Organisation and coordination

Organising the Procession of the Holy Blood requires a great deal of hard work. We have a group of volunteers who are committed to turning this event into a success. The coordinator and deputy coordinator keep a tight hold of the reins and focus on all the practical issues which affect the procession. The director is responsible for the dialogues, scenes and setups. We also have people in place who are responsible for the music, the choreography, the horses …

Some employees will ensure the props and floats are all in good order, others will be designing the costumes, whilst the seamstresses work hard at realising these … Rehearsals will be taking place for three weeks before the event. Those responsible for groups will be recruiting extras for groups and procession commissioners will ensure everything along the route runs smoothly.
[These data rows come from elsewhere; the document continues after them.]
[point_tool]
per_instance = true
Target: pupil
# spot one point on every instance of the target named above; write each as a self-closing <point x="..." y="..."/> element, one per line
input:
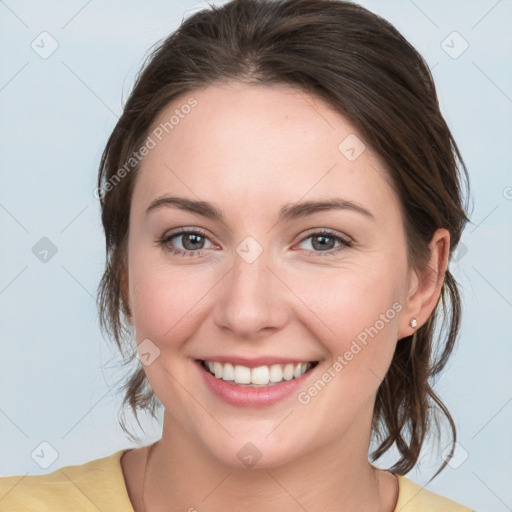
<point x="192" y="238"/>
<point x="322" y="245"/>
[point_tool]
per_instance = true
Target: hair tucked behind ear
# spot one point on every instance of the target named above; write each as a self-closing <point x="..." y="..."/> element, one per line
<point x="364" y="68"/>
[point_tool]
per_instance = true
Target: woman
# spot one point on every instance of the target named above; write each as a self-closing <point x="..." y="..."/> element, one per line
<point x="280" y="199"/>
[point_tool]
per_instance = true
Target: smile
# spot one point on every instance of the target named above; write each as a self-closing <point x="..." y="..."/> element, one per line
<point x="261" y="376"/>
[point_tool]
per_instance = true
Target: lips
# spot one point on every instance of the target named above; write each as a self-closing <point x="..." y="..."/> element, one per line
<point x="249" y="394"/>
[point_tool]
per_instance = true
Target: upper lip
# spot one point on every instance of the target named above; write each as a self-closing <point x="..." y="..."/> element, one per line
<point x="254" y="362"/>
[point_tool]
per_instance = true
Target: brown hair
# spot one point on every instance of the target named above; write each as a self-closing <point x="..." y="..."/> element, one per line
<point x="363" y="67"/>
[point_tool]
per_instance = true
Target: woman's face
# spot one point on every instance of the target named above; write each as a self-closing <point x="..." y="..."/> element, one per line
<point x="260" y="284"/>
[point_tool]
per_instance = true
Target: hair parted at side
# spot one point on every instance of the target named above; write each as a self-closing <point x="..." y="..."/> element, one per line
<point x="365" y="69"/>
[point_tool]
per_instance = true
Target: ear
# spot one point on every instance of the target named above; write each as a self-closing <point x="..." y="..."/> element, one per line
<point x="425" y="285"/>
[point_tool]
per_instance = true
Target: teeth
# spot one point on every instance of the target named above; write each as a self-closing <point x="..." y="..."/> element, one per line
<point x="255" y="377"/>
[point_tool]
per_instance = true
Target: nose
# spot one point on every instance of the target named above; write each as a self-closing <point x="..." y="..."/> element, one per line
<point x="253" y="300"/>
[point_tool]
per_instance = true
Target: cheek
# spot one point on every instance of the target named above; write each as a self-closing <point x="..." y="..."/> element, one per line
<point x="357" y="314"/>
<point x="164" y="300"/>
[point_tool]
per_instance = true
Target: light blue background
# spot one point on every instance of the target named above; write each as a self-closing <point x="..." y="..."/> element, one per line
<point x="58" y="376"/>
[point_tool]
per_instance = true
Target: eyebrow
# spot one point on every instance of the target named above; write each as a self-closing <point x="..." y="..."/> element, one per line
<point x="289" y="211"/>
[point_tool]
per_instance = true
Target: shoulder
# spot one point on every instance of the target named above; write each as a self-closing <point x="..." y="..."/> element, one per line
<point x="98" y="484"/>
<point x="415" y="498"/>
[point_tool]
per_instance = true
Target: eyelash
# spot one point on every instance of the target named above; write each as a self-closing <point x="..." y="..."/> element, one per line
<point x="165" y="243"/>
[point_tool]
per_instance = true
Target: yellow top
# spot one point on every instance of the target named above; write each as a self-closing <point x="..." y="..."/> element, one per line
<point x="99" y="485"/>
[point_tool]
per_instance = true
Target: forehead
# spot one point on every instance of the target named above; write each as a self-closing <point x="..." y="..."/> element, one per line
<point x="254" y="144"/>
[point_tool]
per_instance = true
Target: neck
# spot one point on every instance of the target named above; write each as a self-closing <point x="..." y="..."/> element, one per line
<point x="182" y="472"/>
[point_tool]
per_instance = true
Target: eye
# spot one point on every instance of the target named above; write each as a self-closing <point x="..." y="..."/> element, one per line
<point x="185" y="242"/>
<point x="323" y="242"/>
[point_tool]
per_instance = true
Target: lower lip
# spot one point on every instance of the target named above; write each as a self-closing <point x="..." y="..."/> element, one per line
<point x="252" y="397"/>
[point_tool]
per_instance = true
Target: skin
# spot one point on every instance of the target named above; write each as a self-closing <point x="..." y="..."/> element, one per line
<point x="250" y="149"/>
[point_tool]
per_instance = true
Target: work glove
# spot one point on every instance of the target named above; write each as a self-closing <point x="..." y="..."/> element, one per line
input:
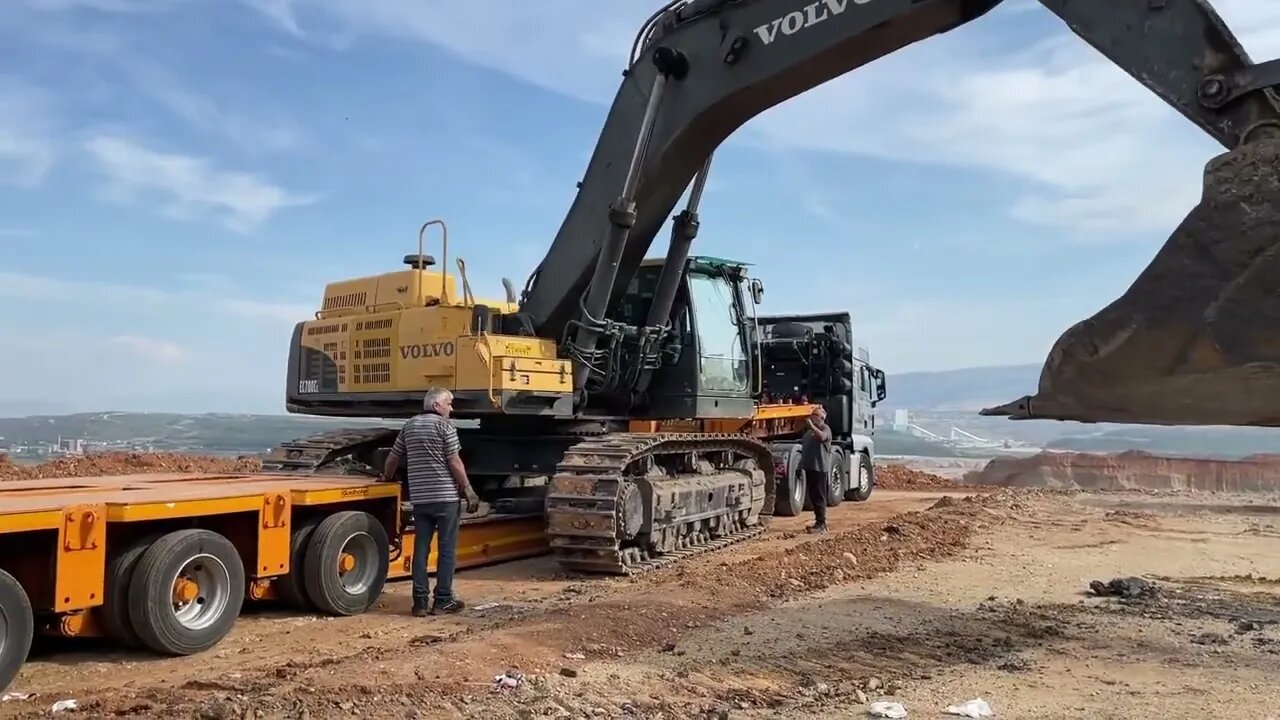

In addition to financial support, the city of Bruges will also be providing us with highly valued logistical cooperation from various different agencies and services (police, tourism services, licencing, organising, environment, road services …).


Extras, animals and floats

The Procession of the Holy Blood is more than a biblical and historic evocation of 1,700 participants. Several generations of Bruges residents, represented by all social strata, have given shape to this ancient annual tradition. Some families form part of a particular group with all of their family members, others opt for spreading themselves across various different groups. Eighty percent of all participants take part every single year. This has resulted in some participants completing the procession for 10, 20 and even up to 50 years or more.
The procession also includes 50 horses, 18 draught horses, 6 camels, 6 donkeys, some 80 sheep, 1 ox, 6 birds of prey and a number of chickens.
A total of 13 floats also participate with the procession, which have certainly given it a unique character. They have been especially designed and built for the procession.


The procession in figures

  • The procession includes 1,700 extras.
  • The youngest participant is between 3 and 5 months old (baby Jesus in the manger). The oldest participant is more than 80 years old.
  • A total of 250 musicians participate with the procession. Hundreds of instruments are used.
  • 850 procession participants will have a wig or a beard. Some of these wigs have been especially made for the procession.
  • An impressive 250 pairs of shoes and 100 pairs of gym shoes are polished during the days leading up to the procession.
  • 1,200 extras will have their faces painted by a team of 50 people, all within a 3 hour period.
  • Every makeup artist has two boxes of foundation, powder, lipstick, blusher, eyeliner, brushes and sponges.
  • 120 palm branches are especially flown in from Italy.
  • Four seamstresses will be checking more than 1,200 costumes over the course of a month and will be repairing or altering these where necessary.
  • The procession is also an event full of animals: 50 horses, 18 draught horses, 6 camels, 6 donkeys, some 80 sheep, 1 ox, 6 birds of prey and a number of chickens will also be coming along.
  • The procession will be coloured by 13 floats, which give shape to the spectacle.